Like everyone else who has asked that before me, before I have a chance to reply he gripes, “It must be terrible for you. It’s terrible. All of it.”

“I love the city and its people — surely all signs point to improvement!”

“Yes. Improvement also leads to traffic jams,” honking angrily as a car tried to cut our place in a jam in a tiny residential lane.

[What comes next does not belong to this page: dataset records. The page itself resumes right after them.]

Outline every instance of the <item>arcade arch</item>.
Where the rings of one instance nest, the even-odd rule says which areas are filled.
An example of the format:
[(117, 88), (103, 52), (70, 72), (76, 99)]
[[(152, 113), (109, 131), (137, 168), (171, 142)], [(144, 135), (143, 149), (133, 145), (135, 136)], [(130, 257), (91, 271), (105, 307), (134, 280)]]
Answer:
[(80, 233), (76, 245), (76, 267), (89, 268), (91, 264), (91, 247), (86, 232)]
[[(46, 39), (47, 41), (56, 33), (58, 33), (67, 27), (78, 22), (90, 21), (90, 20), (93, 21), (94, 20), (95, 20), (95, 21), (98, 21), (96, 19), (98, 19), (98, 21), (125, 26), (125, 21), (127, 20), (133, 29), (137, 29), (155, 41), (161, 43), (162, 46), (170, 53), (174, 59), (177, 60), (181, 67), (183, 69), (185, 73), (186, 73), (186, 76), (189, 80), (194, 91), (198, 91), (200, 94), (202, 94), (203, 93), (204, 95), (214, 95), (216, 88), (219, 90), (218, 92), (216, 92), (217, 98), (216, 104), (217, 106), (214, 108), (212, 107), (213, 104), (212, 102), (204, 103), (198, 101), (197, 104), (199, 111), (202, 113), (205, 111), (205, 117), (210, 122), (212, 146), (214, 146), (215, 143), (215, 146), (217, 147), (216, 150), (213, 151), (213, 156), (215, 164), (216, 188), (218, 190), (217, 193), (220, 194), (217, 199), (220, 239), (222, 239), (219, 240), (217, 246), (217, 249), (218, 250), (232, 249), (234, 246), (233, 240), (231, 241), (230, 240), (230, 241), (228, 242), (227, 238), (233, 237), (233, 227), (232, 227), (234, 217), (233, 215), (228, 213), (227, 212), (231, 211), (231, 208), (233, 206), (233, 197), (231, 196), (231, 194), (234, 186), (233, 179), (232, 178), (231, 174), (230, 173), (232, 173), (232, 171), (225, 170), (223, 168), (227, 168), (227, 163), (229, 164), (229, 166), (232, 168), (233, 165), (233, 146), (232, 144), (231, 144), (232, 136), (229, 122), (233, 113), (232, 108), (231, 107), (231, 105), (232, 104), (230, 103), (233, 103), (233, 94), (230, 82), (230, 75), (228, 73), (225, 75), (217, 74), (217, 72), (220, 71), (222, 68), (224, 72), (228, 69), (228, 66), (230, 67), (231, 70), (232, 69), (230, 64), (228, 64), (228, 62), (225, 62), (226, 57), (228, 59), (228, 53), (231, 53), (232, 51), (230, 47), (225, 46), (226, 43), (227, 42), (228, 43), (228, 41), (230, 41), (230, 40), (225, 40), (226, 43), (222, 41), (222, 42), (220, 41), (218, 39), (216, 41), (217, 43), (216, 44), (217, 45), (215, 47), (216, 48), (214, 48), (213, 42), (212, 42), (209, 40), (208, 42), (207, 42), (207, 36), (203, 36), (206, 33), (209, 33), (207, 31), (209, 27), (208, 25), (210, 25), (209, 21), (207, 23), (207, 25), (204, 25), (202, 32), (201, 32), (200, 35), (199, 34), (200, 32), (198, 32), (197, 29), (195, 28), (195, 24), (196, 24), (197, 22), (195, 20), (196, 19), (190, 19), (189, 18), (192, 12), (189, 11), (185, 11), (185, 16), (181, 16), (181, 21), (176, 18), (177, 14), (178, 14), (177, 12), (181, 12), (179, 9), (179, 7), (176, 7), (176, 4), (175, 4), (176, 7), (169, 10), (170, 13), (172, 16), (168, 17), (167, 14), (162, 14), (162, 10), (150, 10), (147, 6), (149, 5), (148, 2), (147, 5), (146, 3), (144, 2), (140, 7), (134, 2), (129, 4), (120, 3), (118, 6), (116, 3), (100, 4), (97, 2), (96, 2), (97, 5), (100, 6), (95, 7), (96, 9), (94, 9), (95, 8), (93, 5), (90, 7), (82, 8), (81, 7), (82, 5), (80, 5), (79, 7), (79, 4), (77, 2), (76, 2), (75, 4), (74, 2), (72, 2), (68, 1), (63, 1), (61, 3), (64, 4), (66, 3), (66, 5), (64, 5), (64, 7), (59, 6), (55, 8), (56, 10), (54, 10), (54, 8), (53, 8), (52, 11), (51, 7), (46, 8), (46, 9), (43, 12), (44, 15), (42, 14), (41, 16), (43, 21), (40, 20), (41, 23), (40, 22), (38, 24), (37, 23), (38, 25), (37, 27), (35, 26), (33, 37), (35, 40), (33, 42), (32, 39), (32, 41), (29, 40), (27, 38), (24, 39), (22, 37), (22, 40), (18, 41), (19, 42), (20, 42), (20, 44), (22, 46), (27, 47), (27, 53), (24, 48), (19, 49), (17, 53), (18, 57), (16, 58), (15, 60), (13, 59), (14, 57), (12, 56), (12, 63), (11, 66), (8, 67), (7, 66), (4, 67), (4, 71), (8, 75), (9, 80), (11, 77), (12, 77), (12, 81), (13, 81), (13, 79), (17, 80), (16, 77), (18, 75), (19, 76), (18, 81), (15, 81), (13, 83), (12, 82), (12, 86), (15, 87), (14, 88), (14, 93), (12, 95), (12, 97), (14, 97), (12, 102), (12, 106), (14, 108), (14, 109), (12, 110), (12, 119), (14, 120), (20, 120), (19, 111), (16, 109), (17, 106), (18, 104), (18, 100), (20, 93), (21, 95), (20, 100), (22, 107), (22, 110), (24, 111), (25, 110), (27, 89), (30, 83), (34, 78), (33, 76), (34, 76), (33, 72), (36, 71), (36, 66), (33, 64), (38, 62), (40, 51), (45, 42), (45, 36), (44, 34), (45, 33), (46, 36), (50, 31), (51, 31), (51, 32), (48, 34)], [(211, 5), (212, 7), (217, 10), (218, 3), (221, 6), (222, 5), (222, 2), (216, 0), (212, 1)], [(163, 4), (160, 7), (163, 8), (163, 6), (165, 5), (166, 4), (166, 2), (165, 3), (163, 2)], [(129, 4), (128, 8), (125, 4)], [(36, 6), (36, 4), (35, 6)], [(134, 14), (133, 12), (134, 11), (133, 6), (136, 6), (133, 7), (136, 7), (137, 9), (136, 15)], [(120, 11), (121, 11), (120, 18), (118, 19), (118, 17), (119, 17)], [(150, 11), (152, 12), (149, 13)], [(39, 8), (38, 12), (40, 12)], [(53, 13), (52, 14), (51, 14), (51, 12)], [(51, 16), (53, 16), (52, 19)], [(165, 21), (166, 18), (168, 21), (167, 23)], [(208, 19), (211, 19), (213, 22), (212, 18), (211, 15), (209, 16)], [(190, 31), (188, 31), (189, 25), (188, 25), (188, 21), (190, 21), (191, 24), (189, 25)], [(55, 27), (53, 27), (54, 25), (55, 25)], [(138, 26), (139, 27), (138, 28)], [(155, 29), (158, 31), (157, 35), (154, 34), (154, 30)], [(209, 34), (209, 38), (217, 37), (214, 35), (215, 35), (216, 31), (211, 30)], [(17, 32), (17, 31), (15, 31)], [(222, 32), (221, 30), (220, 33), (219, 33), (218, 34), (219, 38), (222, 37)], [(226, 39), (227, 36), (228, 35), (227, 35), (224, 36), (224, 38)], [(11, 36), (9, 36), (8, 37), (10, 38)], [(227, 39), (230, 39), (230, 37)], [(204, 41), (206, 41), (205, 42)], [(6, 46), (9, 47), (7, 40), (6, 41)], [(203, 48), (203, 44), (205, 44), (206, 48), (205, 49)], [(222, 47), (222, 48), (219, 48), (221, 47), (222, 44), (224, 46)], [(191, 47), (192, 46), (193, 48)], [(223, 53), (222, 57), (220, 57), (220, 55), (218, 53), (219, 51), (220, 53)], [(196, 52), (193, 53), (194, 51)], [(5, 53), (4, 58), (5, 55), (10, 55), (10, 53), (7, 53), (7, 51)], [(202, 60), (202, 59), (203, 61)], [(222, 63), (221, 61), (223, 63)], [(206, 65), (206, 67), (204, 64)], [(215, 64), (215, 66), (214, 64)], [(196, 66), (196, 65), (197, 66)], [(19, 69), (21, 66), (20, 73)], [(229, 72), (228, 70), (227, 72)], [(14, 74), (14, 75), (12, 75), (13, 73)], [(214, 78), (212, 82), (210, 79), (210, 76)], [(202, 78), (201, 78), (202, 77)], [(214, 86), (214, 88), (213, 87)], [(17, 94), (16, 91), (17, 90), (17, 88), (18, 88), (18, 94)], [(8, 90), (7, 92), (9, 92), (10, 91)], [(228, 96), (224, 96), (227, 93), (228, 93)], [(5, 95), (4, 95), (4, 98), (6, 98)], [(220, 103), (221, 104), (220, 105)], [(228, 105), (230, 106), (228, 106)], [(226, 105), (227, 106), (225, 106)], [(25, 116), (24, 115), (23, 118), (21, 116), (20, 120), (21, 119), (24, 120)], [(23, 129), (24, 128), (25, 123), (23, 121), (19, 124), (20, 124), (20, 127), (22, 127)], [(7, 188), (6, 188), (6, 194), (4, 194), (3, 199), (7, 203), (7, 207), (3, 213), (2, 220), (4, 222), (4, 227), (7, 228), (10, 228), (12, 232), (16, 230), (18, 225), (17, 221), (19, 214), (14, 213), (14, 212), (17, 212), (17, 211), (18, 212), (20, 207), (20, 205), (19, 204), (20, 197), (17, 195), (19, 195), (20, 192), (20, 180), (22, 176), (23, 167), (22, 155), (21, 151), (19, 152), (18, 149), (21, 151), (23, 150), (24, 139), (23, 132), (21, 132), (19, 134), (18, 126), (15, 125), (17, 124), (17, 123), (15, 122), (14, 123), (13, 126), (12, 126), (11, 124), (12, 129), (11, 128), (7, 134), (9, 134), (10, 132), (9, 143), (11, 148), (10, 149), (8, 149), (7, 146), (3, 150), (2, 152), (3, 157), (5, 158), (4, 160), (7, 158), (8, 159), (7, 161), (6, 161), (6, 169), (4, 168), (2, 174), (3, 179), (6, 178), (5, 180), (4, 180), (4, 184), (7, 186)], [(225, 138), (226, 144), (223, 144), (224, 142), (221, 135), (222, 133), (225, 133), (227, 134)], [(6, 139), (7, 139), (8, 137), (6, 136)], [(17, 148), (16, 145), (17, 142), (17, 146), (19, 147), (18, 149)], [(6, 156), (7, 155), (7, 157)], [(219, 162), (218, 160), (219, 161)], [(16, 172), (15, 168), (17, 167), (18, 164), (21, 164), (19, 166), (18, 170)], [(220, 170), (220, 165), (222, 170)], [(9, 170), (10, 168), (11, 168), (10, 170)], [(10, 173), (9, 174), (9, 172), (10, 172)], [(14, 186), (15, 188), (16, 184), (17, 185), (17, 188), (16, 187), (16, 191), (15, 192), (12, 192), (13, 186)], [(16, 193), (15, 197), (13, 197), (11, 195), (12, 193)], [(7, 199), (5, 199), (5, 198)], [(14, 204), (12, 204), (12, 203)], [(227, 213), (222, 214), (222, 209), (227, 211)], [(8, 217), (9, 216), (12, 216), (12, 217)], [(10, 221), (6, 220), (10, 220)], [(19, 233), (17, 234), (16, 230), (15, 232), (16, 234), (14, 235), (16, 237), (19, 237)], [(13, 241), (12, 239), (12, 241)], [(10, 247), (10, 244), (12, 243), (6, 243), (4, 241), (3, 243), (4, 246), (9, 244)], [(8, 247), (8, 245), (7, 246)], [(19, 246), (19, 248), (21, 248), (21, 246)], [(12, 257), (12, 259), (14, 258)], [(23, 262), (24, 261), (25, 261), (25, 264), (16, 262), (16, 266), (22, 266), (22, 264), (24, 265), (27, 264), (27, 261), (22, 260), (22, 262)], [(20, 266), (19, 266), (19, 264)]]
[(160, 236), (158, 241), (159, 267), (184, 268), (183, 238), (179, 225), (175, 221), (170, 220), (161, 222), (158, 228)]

In our brief conversation I learned he was the grandson of Yunnanese immigrants, economic refugees in their time. In the thirties, Rangoon was the shining light of Asia. Its opulent hotels filled with important people. Its white-only clubs invented cocktails such as the Pegu Club. The Yunnanese of China’s deep south fled south to seek their fortune. Some have done exceedingly well; they have assimilated, in a way, taking on Burmese names and speaking Burmese fluently on top of their Chinese identities, preserved and left the way it was when they left in the thirties.

I wanted to know what languages they spoke at home, what they ate. He indulged me.

“My parents made us speak Mandarin at home when we were kids. If we slipped into Burmese, we got fined. They were born here, but they wanted us to stay connected to our Chinese identities as well. Oh, and Burmese food is way too oily,” he shook his head as he dropped me off. “Let me know if you want Yunnanese or Dai food when you’re back in town. It’s better.”

When 1962 happened, among the many atrocities that ensued: Chinese schools closed. Burmese citizens not from the Barma ethnic group were banned from attending certain institutions of higher learning. Just like that the lights went out in Asia’s leading metropolis, and stayed off for a very long time.

In 2014, some of those lights have come back on. And with them, traffic jams. The unpaven road outside a bank near my hotel was, two days later, a pavement. For some, it’s a clear sign Burma is going to be the gold rush of the east of this century: five star hotels’ bars and Chinatown noodle stalls are similarly filled with businessmen from mainland China seeking fortune and glory.

“Perhaps I’ll buy factory equipment from back home and ship it here,” an enthusiastic new arrival announced loudly at a Cantonese-run noodle stall on the streets of Chinatown, rattling off his entire business plan in Mandarin while the other customers looked on uninterested.

Maung Maung, a middle-aged Cantonese-Burmese man jumped up with an oversized Chinese phone and pulled out a floor plan. They looked at it intently. Maung Maung went back to his noodles, slurping. (Maung Maung of just a few moments ago: “My Chinese name, lady, is Jin Bo. Jin for GOLD!”)

“We’ll make plans. See what help you need. I can help,” Maung Maung told the newcomer.

“Do you have my phone number? I still don’t remember what it is,” the young mainlander said in a way that sounded like a plea for help. He’d either just gotten here or still hadn’t shaken off his “overwhelmed by Burma” look.

“Of course I do,” Maung Maung laughed as he perked up. “I sold it to you.”